The other amendments to the bill are also equally bizarre. Licences have to be renewed every 3 years as against 5 previously, which is bound to increase rent seeking among officials and increased costs to medical professionals. The amendment also mandates that there shall be no private clinic with diagnostic facility within 200 metres of a government hospital. This is anti-competitive in nature. The most bizarre aspect of the entire Act is that all these provisions are applicable only to private hospitals and not to government hospitals.
Affordability and accessibility of good healthcare is a genuine problem. Many Indians and people of Karnataka cannot afford quality healthcare. There are also genuine cases of hospitals abusing the information asymmetry present in the system. Some erring doctors might abuse the ignorance and fear in patients and prescribe unnecessary and expensive treatment. However, the proposed amendments are not solutions to the problem.

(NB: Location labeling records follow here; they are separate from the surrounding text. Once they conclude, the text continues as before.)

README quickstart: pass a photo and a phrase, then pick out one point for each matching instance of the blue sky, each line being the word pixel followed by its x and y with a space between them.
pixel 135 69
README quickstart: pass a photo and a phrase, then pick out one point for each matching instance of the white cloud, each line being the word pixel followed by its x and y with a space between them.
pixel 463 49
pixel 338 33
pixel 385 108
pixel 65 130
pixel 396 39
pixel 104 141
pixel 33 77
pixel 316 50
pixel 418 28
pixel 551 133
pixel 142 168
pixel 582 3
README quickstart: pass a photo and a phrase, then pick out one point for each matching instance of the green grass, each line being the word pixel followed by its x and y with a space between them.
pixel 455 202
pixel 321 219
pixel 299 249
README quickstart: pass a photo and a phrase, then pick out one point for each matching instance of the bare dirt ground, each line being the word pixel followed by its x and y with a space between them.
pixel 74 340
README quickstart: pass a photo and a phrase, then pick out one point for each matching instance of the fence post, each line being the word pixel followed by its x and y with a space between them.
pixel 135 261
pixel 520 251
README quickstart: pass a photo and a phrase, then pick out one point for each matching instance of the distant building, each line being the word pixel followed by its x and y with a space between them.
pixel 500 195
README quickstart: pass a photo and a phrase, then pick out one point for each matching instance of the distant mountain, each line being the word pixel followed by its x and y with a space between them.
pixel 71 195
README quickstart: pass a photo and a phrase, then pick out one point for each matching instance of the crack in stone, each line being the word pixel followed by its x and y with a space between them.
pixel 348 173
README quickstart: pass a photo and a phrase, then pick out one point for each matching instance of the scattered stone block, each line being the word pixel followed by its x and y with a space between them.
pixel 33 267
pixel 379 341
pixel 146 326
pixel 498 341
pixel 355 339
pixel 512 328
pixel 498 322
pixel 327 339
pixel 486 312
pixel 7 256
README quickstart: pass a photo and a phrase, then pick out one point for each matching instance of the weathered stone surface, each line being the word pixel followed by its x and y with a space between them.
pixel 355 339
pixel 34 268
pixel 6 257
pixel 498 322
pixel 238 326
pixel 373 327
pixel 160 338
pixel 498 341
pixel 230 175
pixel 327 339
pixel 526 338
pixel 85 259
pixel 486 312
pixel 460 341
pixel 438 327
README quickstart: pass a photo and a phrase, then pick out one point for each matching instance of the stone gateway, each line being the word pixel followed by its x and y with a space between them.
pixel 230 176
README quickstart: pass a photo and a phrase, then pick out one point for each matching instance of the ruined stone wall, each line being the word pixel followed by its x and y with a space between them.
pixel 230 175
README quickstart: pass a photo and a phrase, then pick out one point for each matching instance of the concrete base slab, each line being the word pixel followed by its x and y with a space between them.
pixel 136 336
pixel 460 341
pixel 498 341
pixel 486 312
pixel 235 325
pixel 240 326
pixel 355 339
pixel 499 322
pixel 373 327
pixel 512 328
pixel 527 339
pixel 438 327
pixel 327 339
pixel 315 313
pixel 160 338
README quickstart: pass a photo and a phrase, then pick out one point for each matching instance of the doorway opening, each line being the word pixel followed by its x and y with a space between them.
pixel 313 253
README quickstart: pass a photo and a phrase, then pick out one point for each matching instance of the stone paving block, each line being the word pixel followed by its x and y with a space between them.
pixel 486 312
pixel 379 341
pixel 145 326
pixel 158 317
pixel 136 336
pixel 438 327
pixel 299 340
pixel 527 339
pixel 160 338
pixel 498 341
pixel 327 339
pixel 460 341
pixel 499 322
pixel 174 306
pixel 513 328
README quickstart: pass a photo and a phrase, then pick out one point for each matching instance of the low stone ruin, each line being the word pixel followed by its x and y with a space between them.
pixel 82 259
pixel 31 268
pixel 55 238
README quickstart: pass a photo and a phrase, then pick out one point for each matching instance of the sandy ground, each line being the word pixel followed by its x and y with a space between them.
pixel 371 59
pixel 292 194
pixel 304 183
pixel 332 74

They will only worsen the status quo and end up harming the poor, by denying them service altogether.
A universal health care plan or insurance scheme is a better option than price caps. Information asymmetry can be fought through easy availability of second opinions (even government provided) and user-generated ratings and reviews. The government should also look at cleaning up its own house and upgrade the standards of public hospitals. Finally, it would be useful to look into the reasons for the high costs associated with medical care. The government can reduce the import duty on medical equipment, make it cheaper and easier to obtain licences, reduce unnecessary regulatory burden and compliance costs, and ensure that there’s adequate competition in the industry.